I am beginning to wonder if my children seeing me daily putting everything under the sun (son) before my needs and before what God has called me to do, is really being selfless or just me enabling them to be selfish. Strange concept I know, but when I allow my kids to interrupt every minute of my time, watch me as I fail to take care of my health and body, and when I cave to their every demand I'm really not teaching them to be selfless. I'm teaching them that their time is more valuable than others' time. When I jump to attention in an attempt to "help" them solve the problem of the second, even though I am doing devotions, I am really robbing them of the ability to solve their own problem or exercise a little patience. I am taking away from my daughters a model of a strong woman who can make God a priority even above the "needs" of others. I am taking away from my son, the notion that a wife is to be treasured as Jesus treasured His church because she knows her God, not because she drops everything to make sure you have your favorite pair of clean jeans for school tomorrow.
There's a world of difference between selflessness and enabling, in the end. I will still continue to give of my time to teach my children. I will still drop everything when one of my children's hearts is broken. I won't buy that new dress so my 12 year old can have a new pair of shoes. I will still start every homeschool day with Bible time with my children, even if it means that I don't get time to sit with my favorite mystery book this afternoon. I will go to bat for them. I will "mama bear" for them. I will pray for them.
I will not continue to allow my children to interrupt my personal devotion time because they can't figure out #12 on their math paper. I will, instead, teach them to "hold that thought" until Mama isn't doing something. I will not continue to allow my children to vie for my husband's and my attention in the 10 minutes we have to talk each day. I will no longer put my health aside for craft time. I will teach my children that our bodies are God's bodies, and need to be cared for. I will no longer allow a failure to plan on my children's part to become an emergency on my part. I will teach them that when we fail to do what we need to do for ourselves we must deal with the consequences.

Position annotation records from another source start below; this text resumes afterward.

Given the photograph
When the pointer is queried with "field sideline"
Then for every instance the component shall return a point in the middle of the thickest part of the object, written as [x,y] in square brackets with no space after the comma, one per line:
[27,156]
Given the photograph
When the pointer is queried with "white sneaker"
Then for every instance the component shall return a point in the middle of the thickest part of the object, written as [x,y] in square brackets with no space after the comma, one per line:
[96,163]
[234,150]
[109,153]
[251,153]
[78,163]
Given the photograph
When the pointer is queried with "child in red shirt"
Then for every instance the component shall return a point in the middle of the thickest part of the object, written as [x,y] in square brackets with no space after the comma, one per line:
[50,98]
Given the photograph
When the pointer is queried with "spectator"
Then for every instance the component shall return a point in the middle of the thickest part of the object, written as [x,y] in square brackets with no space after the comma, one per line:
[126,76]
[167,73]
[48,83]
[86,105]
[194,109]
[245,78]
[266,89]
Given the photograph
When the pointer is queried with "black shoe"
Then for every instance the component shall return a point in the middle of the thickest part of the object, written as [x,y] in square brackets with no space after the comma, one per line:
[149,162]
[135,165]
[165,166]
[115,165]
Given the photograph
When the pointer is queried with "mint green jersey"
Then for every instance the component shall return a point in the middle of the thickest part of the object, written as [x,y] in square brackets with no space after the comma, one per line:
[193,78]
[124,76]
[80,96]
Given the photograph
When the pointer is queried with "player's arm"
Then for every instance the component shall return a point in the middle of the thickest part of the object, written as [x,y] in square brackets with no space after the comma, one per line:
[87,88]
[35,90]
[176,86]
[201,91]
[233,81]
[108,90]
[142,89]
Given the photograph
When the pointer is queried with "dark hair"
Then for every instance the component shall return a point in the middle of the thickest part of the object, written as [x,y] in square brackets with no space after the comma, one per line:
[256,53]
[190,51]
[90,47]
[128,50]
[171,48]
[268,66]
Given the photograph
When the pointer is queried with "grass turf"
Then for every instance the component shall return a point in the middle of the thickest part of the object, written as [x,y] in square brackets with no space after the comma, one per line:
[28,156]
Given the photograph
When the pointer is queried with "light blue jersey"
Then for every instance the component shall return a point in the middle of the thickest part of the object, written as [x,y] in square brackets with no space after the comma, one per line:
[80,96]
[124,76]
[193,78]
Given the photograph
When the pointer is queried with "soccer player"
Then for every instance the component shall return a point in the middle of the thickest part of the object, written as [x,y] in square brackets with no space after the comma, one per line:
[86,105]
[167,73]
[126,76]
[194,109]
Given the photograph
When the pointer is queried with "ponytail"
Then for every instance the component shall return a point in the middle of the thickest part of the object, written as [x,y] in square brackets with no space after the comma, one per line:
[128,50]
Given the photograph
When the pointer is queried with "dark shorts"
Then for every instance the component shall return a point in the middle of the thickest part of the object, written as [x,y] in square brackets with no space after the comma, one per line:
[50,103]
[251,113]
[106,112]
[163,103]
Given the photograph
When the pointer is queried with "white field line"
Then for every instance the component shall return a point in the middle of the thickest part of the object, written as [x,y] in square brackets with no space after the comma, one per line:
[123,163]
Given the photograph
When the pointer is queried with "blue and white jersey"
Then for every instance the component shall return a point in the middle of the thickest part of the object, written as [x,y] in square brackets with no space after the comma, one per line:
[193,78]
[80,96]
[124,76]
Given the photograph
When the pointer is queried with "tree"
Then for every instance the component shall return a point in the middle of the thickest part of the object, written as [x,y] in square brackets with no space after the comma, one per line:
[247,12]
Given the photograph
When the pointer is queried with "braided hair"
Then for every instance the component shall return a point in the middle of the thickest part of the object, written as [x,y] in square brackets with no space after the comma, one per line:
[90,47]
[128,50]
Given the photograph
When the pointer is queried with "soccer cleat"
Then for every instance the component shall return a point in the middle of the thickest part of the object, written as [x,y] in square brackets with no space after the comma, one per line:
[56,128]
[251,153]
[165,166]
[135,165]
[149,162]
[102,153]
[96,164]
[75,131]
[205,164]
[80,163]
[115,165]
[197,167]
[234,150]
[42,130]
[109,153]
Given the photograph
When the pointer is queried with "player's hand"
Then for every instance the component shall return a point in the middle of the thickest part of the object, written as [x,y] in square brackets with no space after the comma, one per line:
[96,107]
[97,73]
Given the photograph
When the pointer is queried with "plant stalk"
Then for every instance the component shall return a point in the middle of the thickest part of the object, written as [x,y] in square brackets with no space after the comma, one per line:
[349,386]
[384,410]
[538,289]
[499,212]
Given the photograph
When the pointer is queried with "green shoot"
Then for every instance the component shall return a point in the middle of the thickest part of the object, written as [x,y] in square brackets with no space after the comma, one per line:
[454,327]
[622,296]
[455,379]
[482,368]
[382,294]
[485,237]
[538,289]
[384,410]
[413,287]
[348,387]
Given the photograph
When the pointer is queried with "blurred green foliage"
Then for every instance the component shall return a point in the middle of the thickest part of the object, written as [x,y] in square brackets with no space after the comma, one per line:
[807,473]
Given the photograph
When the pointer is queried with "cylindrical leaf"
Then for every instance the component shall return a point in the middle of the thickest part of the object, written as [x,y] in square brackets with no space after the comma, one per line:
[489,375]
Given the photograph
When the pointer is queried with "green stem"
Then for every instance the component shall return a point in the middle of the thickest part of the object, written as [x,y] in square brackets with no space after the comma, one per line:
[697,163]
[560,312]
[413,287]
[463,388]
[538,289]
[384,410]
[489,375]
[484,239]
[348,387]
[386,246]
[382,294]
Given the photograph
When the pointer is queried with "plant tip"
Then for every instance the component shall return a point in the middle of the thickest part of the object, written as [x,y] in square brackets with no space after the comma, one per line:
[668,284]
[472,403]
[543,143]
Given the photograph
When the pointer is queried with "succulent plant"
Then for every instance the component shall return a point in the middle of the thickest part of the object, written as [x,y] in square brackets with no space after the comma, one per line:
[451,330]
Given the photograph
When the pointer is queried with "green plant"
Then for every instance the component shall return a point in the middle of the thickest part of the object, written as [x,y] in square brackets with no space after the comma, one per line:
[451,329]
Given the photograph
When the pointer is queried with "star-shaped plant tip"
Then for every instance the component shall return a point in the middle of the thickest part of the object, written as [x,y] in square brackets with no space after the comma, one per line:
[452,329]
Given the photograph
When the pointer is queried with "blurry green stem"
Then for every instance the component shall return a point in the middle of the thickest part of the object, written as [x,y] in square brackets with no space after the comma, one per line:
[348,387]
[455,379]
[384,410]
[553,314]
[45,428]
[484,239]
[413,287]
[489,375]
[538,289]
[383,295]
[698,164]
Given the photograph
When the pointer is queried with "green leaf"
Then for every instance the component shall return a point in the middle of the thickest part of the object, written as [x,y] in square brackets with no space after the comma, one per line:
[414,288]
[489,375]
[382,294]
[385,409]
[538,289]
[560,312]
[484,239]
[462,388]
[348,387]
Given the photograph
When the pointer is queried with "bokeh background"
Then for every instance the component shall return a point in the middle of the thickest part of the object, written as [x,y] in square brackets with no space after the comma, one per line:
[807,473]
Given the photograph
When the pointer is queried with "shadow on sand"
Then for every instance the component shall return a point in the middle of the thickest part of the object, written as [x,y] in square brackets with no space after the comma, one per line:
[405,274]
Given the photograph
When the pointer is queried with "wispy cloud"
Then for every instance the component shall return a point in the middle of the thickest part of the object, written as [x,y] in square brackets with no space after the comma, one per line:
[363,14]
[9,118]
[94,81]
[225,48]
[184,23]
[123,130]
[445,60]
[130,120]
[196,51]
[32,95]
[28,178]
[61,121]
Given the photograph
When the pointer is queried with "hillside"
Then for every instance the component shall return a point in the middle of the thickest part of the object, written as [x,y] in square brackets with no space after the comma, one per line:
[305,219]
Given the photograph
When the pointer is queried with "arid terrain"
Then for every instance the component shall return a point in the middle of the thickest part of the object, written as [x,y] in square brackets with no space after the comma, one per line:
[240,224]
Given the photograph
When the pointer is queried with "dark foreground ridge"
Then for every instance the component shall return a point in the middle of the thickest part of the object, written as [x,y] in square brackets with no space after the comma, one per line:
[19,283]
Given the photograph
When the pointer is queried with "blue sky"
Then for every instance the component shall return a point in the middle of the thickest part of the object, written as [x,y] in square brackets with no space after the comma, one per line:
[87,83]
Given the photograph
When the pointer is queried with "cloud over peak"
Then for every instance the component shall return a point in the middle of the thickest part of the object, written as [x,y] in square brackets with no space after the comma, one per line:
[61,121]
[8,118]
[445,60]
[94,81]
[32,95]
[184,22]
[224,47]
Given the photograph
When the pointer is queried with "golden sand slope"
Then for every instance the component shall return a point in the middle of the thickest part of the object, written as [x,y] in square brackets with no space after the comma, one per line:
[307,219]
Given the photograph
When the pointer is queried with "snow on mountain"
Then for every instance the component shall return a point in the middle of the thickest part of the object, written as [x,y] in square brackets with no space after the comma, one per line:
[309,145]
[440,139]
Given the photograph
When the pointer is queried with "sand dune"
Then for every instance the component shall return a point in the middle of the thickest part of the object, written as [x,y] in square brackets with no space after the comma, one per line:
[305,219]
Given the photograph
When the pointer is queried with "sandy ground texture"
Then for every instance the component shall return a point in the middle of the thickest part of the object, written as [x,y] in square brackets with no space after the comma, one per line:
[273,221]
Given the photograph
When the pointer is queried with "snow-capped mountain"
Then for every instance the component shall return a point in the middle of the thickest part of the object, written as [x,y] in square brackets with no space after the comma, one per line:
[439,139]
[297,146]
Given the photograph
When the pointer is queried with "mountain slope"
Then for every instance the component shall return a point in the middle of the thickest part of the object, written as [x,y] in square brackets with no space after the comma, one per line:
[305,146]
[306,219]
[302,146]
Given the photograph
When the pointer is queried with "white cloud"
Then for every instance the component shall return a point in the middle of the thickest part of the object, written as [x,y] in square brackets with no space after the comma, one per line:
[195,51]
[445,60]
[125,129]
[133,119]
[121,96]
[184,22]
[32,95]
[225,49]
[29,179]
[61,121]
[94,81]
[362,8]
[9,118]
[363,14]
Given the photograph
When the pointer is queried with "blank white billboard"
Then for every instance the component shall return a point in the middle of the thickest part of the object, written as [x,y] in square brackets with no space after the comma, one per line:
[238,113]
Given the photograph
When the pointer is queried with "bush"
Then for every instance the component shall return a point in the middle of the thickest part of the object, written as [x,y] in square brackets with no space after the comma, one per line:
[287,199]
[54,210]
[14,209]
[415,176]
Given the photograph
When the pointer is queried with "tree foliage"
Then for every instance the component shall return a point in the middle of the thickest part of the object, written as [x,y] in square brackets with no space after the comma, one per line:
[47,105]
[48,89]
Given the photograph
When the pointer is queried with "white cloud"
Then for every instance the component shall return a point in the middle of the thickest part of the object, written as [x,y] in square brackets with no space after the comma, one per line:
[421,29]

I absolutely want to be a parent that my children see as loving, selfless, and Godly. But I also absolutely want my children to stand out in the world and be able to know that they will make it, because they have God and can do their own laundry. I'm not there yet. I have a long way to go towards practicing what I preach, but I will strive to do better. And it only took me one hour and 45 minutes to do this blog so that's a first step.